Typical of just about any large company...when they start out they are as customer and user friendly as possible to get more business and grow. Then they reach a certain point where greed and a "you need us, we don't need you" attitude sets in. Ebay has already passed that point in their business. Short of a quick, mass exodus to a fledgling rival company who treats both it's buyers and sellers right, it's going to be pretty hard to de-throne ebay as an online auction site. One thing I really hate is the snipe bid! You go to a live auction, and if someone throws in a bid while the auctioneer is counting down, the count starts all over again. I think ebay auctions should work the same way. You'd have a basic listing time that runs out if there's no last minute activity, but if someone throws in a bid 5 seconds before the end time, the auction time extends say another 30 seconds (like the auction count down starting over) to allow a comeback bid, which would continue as long as bidding was still active within that last 30 second countdown. That would be more fair to buyers and sellers alike IMO.

Dave


----------



## Freqman1 (Sep 17, 2011)

When Yahoo had auctions this is exactly how they worked. While from a sellers perspective this is good as a buyer I perfer the set end. I'm only gonna pay so much for something and will go in at the end with that bid. If I get outbid then oh well. Before Ebay made the buyers anonymous (which I don't like) I sniped and item and had a fellow ebayer flame on me. He was a newb but it didn't stop him from calling me a lot of nasty things--of which only about half are true! v/r Shawn







ridingtoy said:


> Typical of just about any large company...when they start out they are as customer and user friendly as possible to get more business and grow. Then they reach a certain point where greed and a "you need us, we don't need you" attitude sets in. Ebay has already passed that point in their business. Short of a quick, mass exodus to a fledgling rival company who treats both it's buyers and sellers right, it's going to be pretty hard to de-throne ebay as an online auction site. One thing I really hate is the snipe bid! You go to a live auction, and if someone throws in a bid while the auctioneer is counting down, the count starts all over again. I think ebay auctions should work the same way. You'd have a basic listing time that runs out if there's no last minute activity, but if someone throws in a bid 5 seconds before the end time, the auction time extends say another 30 seconds (like the auction count down starting over) to allow a comeback bid, which would continue as long as bidding was still active within that last 30 second countdown. That would be more fair to buyers and sellers alike IMO.
> 
> Dave


----------



## scrubbinrims (Sep 17, 2011)

I am all about the snipe bid...the auction has a beginning and an end, and it ain't over till it's over.
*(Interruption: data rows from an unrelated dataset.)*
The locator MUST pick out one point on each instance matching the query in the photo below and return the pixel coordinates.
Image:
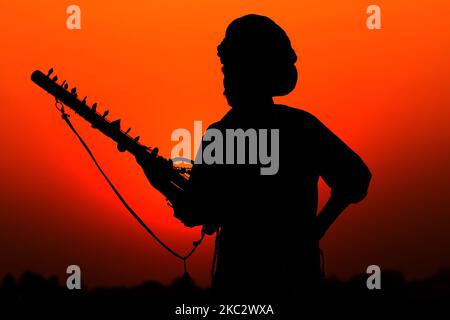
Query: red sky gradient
(154, 64)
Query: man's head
(258, 61)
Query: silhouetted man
(268, 246)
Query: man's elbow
(354, 187)
(362, 183)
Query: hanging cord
(322, 264)
(60, 106)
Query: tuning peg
(116, 124)
(154, 152)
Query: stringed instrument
(176, 176)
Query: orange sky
(153, 64)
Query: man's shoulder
(294, 112)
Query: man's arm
(344, 172)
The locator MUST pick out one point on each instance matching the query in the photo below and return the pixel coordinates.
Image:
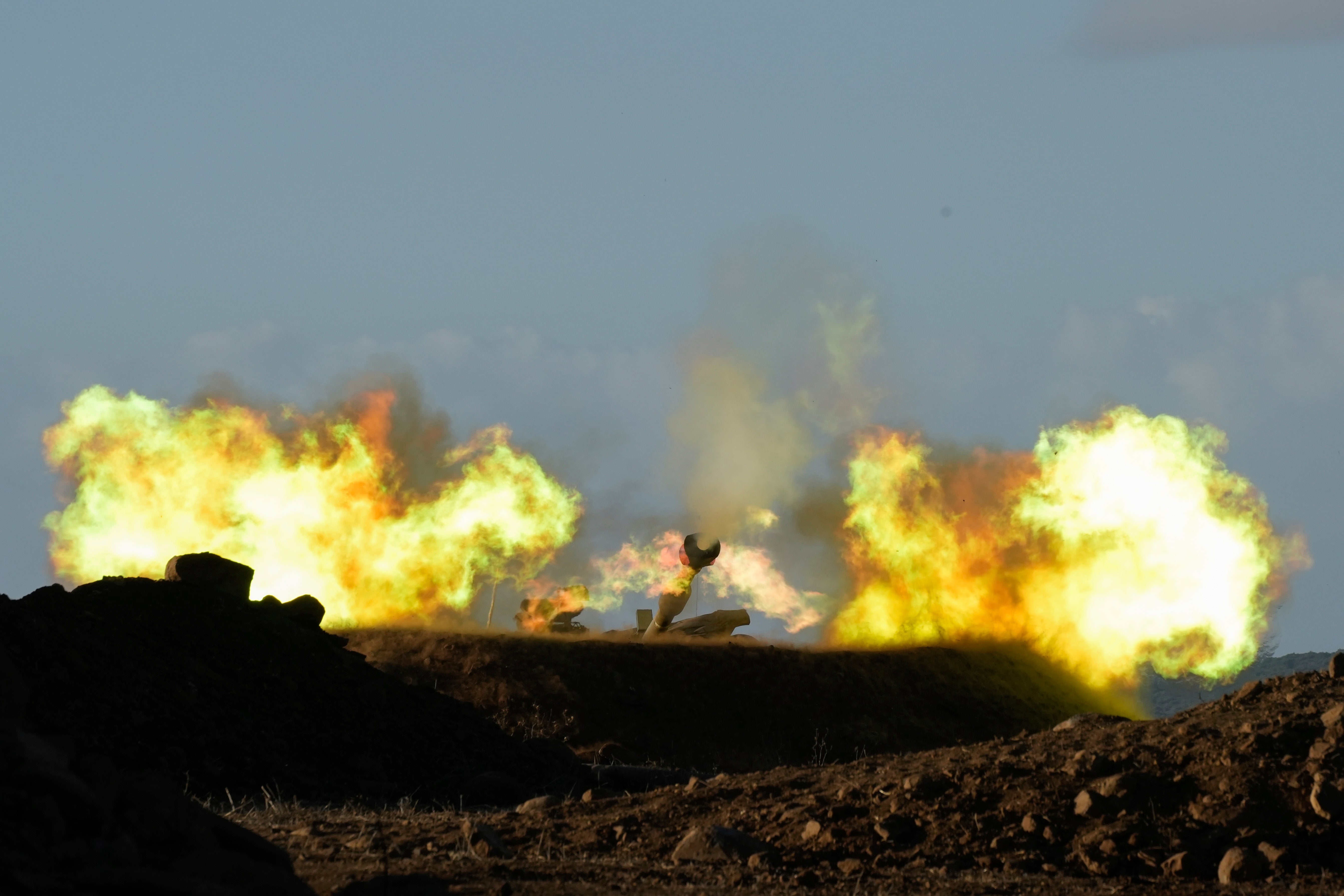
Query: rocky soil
(1244, 790)
(144, 690)
(228, 696)
(729, 706)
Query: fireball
(1112, 545)
(319, 506)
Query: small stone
(1327, 801)
(850, 867)
(718, 845)
(1271, 852)
(212, 572)
(483, 840)
(1240, 866)
(304, 610)
(1178, 866)
(538, 804)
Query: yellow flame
(319, 508)
(744, 573)
(1115, 543)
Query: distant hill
(1168, 696)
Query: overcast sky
(1058, 206)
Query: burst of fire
(1111, 545)
(319, 507)
(741, 572)
(537, 614)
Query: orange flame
(1115, 543)
(319, 508)
(742, 572)
(538, 613)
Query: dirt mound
(222, 694)
(79, 824)
(1246, 789)
(730, 707)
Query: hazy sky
(1057, 205)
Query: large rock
(718, 845)
(212, 572)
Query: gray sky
(1058, 205)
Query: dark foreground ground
(724, 706)
(124, 700)
(1101, 805)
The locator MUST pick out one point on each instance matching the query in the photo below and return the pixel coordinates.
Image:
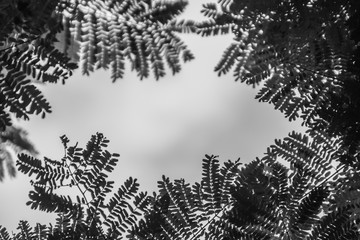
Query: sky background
(157, 127)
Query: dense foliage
(303, 54)
(102, 34)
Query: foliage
(92, 213)
(305, 54)
(143, 32)
(262, 200)
(13, 141)
(108, 32)
(27, 36)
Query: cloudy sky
(157, 127)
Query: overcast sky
(157, 127)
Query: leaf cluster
(304, 54)
(141, 32)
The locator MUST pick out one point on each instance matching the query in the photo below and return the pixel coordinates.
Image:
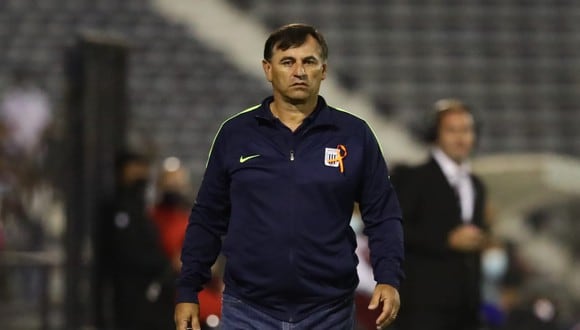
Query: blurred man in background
(131, 263)
(443, 208)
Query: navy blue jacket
(282, 207)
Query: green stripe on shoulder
(222, 125)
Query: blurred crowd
(142, 226)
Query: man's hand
(389, 296)
(467, 238)
(185, 313)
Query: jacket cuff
(188, 295)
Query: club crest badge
(333, 157)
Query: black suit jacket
(436, 276)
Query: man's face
(456, 135)
(296, 73)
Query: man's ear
(267, 66)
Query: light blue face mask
(494, 263)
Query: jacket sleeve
(207, 224)
(381, 215)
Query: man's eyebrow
(309, 57)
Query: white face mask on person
(494, 262)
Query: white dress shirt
(458, 176)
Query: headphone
(440, 108)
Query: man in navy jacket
(277, 197)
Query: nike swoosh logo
(245, 159)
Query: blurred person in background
(443, 215)
(25, 114)
(131, 262)
(281, 181)
(171, 214)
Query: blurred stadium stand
(515, 62)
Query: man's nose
(300, 71)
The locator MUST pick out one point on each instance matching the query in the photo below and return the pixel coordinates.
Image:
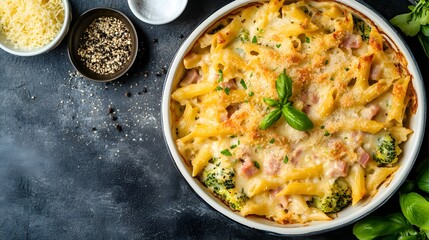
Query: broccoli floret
(219, 177)
(387, 150)
(336, 199)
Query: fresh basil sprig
(413, 220)
(415, 22)
(294, 117)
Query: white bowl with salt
(157, 12)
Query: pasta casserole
(293, 110)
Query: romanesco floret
(387, 150)
(336, 199)
(219, 177)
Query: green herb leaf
(226, 152)
(284, 87)
(286, 159)
(423, 180)
(407, 23)
(415, 209)
(296, 118)
(256, 164)
(243, 84)
(220, 72)
(272, 102)
(270, 119)
(424, 41)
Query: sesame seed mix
(105, 46)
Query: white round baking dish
(346, 216)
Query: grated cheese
(30, 24)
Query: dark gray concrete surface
(67, 173)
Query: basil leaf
(271, 102)
(424, 41)
(415, 209)
(423, 180)
(270, 119)
(284, 87)
(296, 118)
(372, 227)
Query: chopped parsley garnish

From a buyer's perspective, the last thing I want to have happen is a bidding war before it matters.
Usually, if I see something I like I put in a bid to help curb a seller ending the auction early, not nearly what I would pay, then lie an wait.

From a seller's perspective, snipe bids influence the ending price obviously and help my item meet expectations.

A snipe bid does not insure that the sniper will win...strong bids win regardless.

I still strongly dislike ebay and thanks for sharing.

Chris


----------



## slick (Sep 17, 2011)

I agree I hate ebay's fees. They are outrageous but look at it this way, where else would you find that rare part for that special project. Here's some examples. I bought an early Harley Knucklehead fender at a local swap meet for $45. I tried numerous times to resell it locally for $100 at other swaps with no luck,  threw it on ebay and it sold for $380! Yes I had to pay fees but look at the profit! Also at least 5 of the bicycles I own came from ebay that I wouldn't have necessarily found locally. I'm also into old cars and sometimes need that 1 special part to finish it and guess what, I found it on ebay. My 39 pontiac Woody was always missing the factory radio and found it complete on ebay! So yes the fees totally suck but when was the last time you lived in say California like me and had the oppurtunity to go to a swap meet in Pennsylvania just to wonder if that special "rare" part was there and come home epty handed after a huge trip bill when I can sit right here at home and buy it. I hate the fees but THANKS EBAY!!


----------